I’m sitting on my dorm balcony hiding from people. My room is dark so I can see each human silhouette across the hall. I can imagine each ragged t shirt and mismatched sock, and I can imagine the smell of urine wafting from the dorm bathrooms. I can not see their expressions but I can guess. The children are elated, high on peer interaction and freedom. Their guardians, the Korean task masters, have a vaguely concealed malignance. They are emotionally checked out. Their minds must wander to keep their psyche safe in the chaos. I know this because when I’m in my classroom trying to teach Korean children English on their summer vacation, I have to occasionally check out myself.

“This is not real.” I mutter out loud again. I open my eyes and the scene is still the same. Children running wild and the task masters are slouched over, slowly following them from room to room. Tonight I am hiding in the dark from the children, but tomorrow the hard florescent lights will glare down on me. Every smile, frown and moment of vexation will be blaringly evident to them. There is nowhere for me to hide in this 10 hour a day, 7 days a week English camp. Luckily I can get away with my mercurial moodiness due to my foreignness but the other foreign teachers give me away. I can hear their laughs, songs, and praises from my classroom. **

I love my students and I enjoy teaching but my sensitive system is easily tempered with. Their impulsive shrieks startle me; their whines quicken my heart beat. Their boundless energy envelops my own. But I find such delight in their young glow., in their desire to please and in their desperation to communicate with me.
Since many of my students can not speak a full sentence of English their main lines of communication are through physical gestures and adjectives. In these moments of linguistic desperation I love them the most. Their soft blacks eyes full of expression, their hands repeating the same gesture wildly and their mouths forming incoherent adjective after adjective.

On the most basic level they want to be understood. They want to convey an emotion; they want to tell their story. In these moments my patience is endless, my sensitive system knows no bounds and I sit at my desk and help them find the words. And when the moment of that discovery is made their thin mouths form an O, they light up and exhale “oooooh.” This coo wraps around me and in our moment I have helped give their wild gestures meaning.
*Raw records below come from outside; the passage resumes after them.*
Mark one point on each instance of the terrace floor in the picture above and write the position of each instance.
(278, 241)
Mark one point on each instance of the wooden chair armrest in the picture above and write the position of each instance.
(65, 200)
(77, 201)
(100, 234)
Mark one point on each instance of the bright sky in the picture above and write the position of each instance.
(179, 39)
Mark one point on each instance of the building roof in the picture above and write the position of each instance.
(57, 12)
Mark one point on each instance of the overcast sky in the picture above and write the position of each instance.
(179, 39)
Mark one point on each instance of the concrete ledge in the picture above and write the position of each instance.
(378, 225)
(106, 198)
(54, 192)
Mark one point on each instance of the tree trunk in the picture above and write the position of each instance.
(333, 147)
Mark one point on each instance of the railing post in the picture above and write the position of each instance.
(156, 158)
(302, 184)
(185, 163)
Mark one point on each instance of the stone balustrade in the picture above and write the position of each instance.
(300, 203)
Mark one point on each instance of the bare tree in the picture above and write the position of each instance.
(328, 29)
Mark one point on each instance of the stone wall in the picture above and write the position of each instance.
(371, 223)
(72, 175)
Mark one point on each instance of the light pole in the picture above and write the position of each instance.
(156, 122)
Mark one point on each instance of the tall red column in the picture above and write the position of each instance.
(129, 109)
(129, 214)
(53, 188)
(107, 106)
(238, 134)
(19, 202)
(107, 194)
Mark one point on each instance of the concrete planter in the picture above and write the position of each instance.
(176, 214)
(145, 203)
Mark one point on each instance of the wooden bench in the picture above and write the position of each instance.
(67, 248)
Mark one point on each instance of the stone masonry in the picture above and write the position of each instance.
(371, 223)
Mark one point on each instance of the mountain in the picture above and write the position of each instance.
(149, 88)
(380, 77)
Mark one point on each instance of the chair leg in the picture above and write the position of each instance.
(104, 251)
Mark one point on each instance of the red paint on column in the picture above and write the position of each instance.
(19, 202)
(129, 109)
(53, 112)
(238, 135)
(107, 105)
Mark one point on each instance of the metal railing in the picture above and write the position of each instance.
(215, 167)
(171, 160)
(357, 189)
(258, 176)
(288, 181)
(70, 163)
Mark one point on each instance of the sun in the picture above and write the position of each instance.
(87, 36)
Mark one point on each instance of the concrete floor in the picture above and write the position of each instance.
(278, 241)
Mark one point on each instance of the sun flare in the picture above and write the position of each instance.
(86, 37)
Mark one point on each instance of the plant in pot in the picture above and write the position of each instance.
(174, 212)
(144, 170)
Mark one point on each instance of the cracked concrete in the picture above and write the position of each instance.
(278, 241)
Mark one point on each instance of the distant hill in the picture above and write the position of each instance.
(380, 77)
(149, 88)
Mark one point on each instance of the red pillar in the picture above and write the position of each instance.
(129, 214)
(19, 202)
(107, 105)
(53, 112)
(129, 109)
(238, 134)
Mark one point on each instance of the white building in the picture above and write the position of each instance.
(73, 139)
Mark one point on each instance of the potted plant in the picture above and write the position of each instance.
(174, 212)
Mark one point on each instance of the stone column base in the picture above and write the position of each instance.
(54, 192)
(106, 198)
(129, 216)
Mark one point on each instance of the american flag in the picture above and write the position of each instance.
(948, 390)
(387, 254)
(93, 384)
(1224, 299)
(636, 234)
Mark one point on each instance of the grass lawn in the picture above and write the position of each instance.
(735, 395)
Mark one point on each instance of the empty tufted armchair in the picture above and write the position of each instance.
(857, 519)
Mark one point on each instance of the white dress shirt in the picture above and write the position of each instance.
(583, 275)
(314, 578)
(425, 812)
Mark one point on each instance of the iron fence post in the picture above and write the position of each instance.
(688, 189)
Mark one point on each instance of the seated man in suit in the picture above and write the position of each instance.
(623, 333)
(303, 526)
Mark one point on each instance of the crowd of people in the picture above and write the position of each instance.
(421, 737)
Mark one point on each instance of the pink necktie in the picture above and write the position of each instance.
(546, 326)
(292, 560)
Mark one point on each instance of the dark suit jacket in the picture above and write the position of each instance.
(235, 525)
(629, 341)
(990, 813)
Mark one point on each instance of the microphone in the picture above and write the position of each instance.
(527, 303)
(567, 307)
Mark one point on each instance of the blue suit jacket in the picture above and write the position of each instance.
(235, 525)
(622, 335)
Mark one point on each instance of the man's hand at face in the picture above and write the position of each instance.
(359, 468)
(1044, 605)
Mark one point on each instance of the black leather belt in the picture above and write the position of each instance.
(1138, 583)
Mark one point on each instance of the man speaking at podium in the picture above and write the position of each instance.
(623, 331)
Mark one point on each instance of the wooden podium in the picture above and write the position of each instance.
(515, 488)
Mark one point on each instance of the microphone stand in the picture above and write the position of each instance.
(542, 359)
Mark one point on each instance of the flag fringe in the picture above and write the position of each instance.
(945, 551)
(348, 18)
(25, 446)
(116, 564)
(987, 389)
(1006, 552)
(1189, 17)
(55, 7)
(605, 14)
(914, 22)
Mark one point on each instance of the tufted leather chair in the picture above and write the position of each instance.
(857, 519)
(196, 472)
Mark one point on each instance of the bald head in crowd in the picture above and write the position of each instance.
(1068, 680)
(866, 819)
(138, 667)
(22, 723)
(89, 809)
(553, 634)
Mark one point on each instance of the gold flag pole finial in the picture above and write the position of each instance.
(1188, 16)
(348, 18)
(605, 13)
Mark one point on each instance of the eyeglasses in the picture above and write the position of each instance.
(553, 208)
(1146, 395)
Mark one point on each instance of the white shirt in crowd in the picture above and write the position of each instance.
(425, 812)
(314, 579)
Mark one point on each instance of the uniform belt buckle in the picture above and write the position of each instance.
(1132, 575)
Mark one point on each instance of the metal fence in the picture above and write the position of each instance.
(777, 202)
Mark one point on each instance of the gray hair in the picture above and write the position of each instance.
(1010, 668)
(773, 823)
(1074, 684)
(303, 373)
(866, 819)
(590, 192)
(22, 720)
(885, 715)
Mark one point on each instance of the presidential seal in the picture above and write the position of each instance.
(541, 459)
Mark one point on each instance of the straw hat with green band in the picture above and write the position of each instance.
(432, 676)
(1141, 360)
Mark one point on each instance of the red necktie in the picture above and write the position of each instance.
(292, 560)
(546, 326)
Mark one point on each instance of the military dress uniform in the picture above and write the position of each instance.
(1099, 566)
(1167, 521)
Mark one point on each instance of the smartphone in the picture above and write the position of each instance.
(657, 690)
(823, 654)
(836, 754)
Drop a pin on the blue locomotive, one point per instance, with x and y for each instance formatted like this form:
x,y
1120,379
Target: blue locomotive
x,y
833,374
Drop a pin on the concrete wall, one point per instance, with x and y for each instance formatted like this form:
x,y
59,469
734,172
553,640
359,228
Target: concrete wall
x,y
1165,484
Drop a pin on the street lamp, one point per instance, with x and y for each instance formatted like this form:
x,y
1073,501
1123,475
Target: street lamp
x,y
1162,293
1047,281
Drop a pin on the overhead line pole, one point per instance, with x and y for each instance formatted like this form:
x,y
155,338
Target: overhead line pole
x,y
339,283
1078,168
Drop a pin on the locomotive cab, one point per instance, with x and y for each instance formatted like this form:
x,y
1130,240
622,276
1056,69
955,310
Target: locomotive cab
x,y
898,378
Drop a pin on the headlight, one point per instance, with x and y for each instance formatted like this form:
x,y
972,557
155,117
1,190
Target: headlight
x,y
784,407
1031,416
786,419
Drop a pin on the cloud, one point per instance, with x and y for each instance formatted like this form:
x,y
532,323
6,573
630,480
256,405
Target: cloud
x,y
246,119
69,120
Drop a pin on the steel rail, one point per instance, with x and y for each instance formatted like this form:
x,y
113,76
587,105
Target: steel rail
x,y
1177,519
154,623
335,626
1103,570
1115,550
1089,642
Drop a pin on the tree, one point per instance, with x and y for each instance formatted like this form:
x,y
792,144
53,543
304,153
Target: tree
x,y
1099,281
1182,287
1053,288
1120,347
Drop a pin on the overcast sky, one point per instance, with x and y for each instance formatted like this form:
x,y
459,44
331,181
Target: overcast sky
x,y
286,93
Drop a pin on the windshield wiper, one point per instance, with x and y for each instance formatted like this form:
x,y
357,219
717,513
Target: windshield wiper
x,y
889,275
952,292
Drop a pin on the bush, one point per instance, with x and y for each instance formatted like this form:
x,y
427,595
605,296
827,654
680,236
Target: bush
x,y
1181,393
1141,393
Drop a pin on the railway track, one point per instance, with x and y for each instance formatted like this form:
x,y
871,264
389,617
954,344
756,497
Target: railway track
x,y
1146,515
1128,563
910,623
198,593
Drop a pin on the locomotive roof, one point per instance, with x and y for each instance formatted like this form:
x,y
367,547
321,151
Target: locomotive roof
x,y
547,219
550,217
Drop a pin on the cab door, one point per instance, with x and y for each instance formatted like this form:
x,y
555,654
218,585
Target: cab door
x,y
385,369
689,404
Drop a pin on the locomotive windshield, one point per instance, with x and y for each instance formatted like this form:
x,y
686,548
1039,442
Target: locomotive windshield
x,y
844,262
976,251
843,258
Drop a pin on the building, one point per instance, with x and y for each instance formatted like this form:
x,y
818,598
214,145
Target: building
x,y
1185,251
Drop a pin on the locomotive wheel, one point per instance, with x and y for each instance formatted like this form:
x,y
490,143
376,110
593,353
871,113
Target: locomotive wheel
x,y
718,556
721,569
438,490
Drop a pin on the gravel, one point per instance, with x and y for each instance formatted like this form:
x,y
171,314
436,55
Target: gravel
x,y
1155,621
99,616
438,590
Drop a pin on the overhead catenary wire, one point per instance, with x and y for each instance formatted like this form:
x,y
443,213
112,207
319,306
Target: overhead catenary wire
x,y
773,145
They have found the words and I have found my meaning.
**note that the author was sick with the flu during this story, therefore author's moodiness was impart due to the fact that said author had a fever and lacked the energy to battle a ten hour (children filled)work day.

Wednesday, August 12, 2009

The future is no place to place your better days


So I had a really emotional moment on the mountain, (which I am prone to have on mountains) but something about this particular mountain touched me. I'm not sure if it was because I climbed it on my own, or the music that I was listening to on my ipod, or that I was in a foreign country but I felt truly alive. I was living, breathing and experiencing something in the deepest, fullest sense.

I feel like I've had a lot of these moments over the past year or so, most of them occur in nature and most of them bring me to happy tears. It seems as of late that I have been experiencing this feeling/rush with more frequency. At Big Bend I had a few of these moments, in Colorado looking at the stars, hiking on the moutains in VA, new years eve.. and countless others, some too personal to share.

This is what it means to be alive, This is what it means to be alive to me. I am living and I feel it in my bones. I'm not stuck in a routine (which personally drains me of all life) and I'm not slaving away at a job that I feel luke warm about.
That is what I wanted from this trip (and my life), a little bit of danger, a little bit of adventure and a lot of time outdoors. So far so good.